Size of data after AES/CBC and AES/ECB encryption

I would like to know the size of data after AES encryption so that I can avoid buffering my post-AES data(on disk or memory) mainly for knowing the size.

I use 128 bit AES and javax.crypto.Cipher and javax.crypto.CipherInputStream for encryption.

A few tests performed with various input sizes show that, the post encryption size calculated as below is correct:

long size = input_Size_In_Bytes; 
long post_AES_Size = size + (16 - (size % 16));

But I am not sure whether the above formula is applicable for all possible input sizes.

Is there a way to calculate the size of data after applying AES encryption – in advance without having to buffer the encrypted data(on disk or memory) to know its post-encryption size?

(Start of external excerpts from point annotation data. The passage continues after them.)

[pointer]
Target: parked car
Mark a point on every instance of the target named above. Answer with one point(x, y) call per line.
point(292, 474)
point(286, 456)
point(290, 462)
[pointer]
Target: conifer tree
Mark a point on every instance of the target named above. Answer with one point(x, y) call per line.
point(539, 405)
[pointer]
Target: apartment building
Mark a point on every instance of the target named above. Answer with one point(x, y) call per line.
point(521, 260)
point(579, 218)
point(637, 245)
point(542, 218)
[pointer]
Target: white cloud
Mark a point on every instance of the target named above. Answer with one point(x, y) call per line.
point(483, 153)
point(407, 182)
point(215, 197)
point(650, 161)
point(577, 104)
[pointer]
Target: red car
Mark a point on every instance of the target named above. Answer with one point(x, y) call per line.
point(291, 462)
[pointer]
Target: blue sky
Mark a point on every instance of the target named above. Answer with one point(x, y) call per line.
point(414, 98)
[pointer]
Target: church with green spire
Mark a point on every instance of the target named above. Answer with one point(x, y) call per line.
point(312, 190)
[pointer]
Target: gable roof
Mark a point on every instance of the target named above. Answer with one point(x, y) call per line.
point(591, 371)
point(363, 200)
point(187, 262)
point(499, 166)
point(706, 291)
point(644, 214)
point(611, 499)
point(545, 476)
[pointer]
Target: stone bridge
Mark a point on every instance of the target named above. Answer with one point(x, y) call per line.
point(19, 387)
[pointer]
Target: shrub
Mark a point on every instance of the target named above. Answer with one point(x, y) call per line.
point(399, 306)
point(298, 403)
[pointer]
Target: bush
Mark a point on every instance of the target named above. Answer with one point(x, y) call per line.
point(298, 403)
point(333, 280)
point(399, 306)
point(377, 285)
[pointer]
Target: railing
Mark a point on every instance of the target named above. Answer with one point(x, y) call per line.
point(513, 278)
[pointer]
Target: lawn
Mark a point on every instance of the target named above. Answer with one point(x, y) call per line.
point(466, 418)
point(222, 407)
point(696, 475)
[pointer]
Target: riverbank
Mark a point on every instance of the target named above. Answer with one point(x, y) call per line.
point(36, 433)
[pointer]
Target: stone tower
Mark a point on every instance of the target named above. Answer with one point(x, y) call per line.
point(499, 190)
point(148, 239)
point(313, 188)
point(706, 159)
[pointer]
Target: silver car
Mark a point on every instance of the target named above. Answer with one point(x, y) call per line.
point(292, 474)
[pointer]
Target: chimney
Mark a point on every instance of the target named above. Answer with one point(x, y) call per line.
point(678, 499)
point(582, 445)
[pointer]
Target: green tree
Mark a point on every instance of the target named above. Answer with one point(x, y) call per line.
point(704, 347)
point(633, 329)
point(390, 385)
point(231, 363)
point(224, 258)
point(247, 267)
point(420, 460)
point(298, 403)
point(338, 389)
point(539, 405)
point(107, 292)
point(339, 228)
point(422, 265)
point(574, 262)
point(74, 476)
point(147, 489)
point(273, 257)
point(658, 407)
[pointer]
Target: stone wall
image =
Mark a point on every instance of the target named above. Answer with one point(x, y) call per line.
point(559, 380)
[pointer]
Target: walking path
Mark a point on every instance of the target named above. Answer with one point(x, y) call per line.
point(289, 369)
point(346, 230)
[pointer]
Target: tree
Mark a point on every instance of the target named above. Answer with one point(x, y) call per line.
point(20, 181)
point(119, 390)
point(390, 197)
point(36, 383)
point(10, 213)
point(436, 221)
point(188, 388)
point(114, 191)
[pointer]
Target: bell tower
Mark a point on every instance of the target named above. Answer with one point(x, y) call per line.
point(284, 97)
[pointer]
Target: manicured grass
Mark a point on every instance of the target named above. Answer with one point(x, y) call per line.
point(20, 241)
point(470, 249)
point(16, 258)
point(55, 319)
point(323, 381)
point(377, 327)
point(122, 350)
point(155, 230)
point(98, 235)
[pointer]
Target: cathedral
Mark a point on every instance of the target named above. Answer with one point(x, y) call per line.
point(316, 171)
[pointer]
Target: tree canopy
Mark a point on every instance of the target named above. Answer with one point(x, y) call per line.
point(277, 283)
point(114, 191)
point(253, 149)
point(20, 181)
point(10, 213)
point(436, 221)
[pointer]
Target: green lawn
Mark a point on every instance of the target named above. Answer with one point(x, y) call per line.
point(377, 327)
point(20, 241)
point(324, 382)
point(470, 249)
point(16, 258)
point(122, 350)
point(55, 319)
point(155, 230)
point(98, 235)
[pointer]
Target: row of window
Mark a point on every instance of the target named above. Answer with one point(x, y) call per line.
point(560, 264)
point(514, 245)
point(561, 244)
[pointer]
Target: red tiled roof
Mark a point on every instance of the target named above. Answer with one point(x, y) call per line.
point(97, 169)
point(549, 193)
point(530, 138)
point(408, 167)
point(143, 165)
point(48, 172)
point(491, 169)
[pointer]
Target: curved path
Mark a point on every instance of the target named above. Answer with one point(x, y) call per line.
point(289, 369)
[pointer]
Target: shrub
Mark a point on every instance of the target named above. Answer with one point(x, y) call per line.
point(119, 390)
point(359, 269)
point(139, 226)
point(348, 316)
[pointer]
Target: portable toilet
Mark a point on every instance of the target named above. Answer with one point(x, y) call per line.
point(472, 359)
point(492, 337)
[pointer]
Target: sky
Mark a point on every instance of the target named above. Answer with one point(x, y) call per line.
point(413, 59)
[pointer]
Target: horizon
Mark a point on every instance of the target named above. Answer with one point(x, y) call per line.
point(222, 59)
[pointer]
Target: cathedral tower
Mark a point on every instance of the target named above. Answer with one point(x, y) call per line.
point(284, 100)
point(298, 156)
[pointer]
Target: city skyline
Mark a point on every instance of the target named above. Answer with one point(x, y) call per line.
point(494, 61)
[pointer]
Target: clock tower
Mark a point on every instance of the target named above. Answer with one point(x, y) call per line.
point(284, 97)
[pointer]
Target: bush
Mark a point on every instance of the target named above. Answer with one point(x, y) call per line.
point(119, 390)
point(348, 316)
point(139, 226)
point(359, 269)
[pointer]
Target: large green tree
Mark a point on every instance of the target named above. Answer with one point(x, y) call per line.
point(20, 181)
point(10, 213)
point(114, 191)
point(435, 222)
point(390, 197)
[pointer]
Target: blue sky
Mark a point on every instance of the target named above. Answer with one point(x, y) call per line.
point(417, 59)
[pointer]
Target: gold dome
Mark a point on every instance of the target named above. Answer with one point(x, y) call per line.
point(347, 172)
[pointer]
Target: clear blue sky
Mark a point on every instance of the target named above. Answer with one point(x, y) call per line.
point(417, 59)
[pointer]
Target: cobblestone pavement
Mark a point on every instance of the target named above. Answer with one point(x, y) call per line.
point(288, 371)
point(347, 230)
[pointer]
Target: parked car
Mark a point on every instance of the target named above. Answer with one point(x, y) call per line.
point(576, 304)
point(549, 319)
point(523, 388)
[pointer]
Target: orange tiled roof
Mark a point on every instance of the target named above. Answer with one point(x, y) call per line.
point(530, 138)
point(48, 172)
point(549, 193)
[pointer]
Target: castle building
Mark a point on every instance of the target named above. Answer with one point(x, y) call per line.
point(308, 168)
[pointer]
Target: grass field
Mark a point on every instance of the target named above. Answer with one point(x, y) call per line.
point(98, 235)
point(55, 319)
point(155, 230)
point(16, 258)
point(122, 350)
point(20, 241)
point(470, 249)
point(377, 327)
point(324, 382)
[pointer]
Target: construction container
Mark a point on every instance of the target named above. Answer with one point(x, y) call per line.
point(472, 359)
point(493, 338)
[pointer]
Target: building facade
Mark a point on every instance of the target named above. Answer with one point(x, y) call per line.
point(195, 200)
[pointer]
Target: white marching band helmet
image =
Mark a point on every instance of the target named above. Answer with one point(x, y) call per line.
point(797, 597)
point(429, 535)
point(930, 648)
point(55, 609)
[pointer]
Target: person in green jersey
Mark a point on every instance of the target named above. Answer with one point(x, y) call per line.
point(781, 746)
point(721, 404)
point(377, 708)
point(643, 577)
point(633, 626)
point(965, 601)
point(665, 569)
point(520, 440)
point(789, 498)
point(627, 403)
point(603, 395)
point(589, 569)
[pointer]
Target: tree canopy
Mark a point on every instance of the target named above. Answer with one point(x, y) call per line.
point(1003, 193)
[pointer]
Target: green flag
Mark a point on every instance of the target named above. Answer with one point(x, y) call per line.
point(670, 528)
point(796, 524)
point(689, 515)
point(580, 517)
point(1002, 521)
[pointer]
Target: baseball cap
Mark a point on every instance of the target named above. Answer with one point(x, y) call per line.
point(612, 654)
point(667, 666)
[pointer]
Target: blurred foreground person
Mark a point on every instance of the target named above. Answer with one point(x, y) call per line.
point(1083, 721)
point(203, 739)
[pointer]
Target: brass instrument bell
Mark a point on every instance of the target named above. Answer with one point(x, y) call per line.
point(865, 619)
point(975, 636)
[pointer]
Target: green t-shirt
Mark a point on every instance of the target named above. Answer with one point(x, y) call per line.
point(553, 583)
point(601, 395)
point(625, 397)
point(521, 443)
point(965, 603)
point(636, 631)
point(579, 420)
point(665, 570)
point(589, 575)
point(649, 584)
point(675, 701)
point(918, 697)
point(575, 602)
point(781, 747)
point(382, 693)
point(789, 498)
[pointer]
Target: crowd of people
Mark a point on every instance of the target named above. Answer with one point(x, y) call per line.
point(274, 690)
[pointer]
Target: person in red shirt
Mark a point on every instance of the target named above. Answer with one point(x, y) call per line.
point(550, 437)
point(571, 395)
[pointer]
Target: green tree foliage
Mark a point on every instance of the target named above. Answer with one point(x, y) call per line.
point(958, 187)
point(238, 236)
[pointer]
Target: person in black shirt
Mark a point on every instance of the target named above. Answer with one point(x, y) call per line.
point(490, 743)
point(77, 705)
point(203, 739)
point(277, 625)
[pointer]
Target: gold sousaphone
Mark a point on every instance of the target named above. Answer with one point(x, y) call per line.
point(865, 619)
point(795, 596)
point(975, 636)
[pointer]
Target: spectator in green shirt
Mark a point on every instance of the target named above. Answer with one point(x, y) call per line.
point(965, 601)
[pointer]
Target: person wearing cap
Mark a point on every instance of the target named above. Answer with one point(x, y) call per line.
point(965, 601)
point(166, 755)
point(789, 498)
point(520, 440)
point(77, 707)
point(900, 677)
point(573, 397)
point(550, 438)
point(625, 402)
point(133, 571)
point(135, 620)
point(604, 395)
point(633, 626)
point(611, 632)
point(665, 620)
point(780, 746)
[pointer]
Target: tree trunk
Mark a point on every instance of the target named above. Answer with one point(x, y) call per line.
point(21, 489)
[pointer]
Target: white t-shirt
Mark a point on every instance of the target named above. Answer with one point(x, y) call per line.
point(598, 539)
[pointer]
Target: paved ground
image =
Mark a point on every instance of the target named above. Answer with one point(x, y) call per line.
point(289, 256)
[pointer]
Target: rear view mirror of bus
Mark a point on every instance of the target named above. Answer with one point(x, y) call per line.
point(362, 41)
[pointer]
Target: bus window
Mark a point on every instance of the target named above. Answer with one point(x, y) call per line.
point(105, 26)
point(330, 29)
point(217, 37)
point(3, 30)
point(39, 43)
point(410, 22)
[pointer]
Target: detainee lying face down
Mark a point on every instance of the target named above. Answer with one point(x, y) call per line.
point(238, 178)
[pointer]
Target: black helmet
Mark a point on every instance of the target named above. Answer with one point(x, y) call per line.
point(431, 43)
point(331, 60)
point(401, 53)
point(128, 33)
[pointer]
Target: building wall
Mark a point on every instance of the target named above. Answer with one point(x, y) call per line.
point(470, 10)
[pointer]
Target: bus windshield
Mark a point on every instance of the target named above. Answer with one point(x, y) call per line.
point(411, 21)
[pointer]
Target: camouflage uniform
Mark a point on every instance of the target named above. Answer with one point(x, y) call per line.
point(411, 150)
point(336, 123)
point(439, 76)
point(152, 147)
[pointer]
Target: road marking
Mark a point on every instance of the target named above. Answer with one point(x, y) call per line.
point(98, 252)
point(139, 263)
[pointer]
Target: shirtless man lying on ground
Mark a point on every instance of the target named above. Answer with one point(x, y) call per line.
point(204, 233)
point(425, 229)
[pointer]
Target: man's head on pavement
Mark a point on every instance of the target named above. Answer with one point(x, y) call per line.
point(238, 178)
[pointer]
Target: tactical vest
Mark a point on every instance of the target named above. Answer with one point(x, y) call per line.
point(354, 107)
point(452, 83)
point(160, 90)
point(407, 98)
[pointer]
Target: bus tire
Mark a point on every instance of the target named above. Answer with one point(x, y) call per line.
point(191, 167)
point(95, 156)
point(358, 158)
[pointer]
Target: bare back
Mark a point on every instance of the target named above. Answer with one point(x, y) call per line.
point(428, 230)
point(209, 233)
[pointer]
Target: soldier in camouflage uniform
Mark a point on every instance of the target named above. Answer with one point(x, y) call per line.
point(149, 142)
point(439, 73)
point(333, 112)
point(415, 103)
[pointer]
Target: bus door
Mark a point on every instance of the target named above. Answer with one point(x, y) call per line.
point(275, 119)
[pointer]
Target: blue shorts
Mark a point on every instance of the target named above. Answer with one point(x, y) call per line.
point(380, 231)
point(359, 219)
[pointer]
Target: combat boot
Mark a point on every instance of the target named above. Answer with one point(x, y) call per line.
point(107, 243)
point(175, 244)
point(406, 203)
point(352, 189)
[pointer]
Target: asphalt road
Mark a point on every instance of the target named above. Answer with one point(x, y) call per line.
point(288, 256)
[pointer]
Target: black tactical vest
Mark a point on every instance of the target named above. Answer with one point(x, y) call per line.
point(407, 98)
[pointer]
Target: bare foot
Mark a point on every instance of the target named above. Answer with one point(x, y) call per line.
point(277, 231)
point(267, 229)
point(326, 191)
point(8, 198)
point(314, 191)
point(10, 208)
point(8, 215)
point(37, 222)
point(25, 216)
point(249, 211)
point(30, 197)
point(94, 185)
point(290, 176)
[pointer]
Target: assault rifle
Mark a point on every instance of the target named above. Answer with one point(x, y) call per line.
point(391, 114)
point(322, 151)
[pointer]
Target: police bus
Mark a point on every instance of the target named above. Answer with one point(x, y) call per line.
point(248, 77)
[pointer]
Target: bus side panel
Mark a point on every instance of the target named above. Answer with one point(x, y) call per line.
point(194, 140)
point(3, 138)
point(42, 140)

AES has a fixed block size of 16-bytes regardless key size. Assuming you use PKCS 5/7 padding, use this formula,

 cipherLen = (clearLen/16 + 1) * 16;

Please note that if the clear-text is multiple of block size, a whole new block is needed for padding. Say you clear-text is 16 bytes. The cipher-text will take 32 bytes.

You might want to store IV (Initial Vector) with cipher-text. In that case, you need to add 16 more bytes for IV.

AES, as a block cipher, does not change the size. The input size is always the output size.

But AES, being a block cipher, requires the input to be multiple of block size (16 bytes). For this, padding schemes are used like the popular PKCS5. So the answer is that the size of your encrypted data depends on the padding scheme used. But at the same time all known padding schemes will round up to the next module 16 size (size AES has a 16 bytes block size).

It depends on the mode in which you use AES. What you have is accurate for most of the block oriented modes, such as ECB and CBC. OTOH, in CFB mode (for one example) you're basically just using AES to produce a stream of bytes, which you XOR with bytes of the input. In this case, the size of the output can remain the size of the input rather than being rounded up to the next block size as you've given above.

Generally speaking, for a block cipher encryption:

> CipherText = PlainText + Block - (PlainText MOD Block) > > ciphertext size is computed as the size of the plaintext extended to > the next block. If padding is used and the size of the plaintext is an > exact multiple of the block size, one extra block containing padding > information will be added.

AES uses block size of 16 bytes, which produces:

CipherText = PlainText + 16 - (PlainText MOD 16)

Source: http://www.obviex.com/articles/CiphertextSize.pdf

Note:

1. CipherText and PlainText represent the size of the cipher text and the size of the plain text accordingly.

The AES cipher always works on 16-byte (128-bit) blocks. If the number of input bytes is not an exact multiple of 16, it is padded. That's why 16 appears to be the "magic number" in your calculation. What you have should work for all input sizes.

AES works in 128-bit (16 bytes) blocks and converts cleartext blocks into cyphertext blocks of the same length. It pads the last block if it is shorter than 16 bytes, so your formula looks correct.

If your input length is smaller than max size of int you could use Cipher.getOutputSize(int)

long post_AES_Size = size + (16 - (size % 16));

cipherLen = (clearLen/16 + 1) * 16

what @zz-coder and @OP mentioned are same.

int(clearLen/16) + 1) * 16
= ((clearLen - clearLen % 16) / 16 + 1) * 16
= clearLen - clearLen % 16 + 16;
= clearLen + (16  - clearLen % 16)

There are approaches to storing encrypted information which avoid the need for any padding provided the data size is at least equal to the block size. One slight difficulty is that if the data size is allowed to be smaller than the block size, and if it must be possible to reconstruct the precise size of the data, even for small blocks, the output must be at least one bit larger than the input, [i]regardless[/i] of the data size.

To understand the problem, realize that there are 256^N possible files that are N bytes long, and the number of possible files that are no longer than N bytes long is 256^N plus the number of possible files that are no longer than N-1 bytes long (there is one possible file that's zero bytes long, and 257 possible files that are no longer than one byte long).

If the block size is 16 bytes, there will be 256^16 + 256^14 + 256^13 etc. possible input files that are no more than 16 bytes long, but only 256^16 possible output files that are no more than 16 bytes long (since output files can't be shorter than 16 bytes). So at least some possible 16-byte input files must grow. Suppose they would become 17 bytes. There are 256^17 possible seventeen-byte output files; if any of those are used to handle inputs of 16 bytes or less, there won't be enough available to handle all possible 17-byte input files. No matter how big the input can get, some files of that size or larger must grow.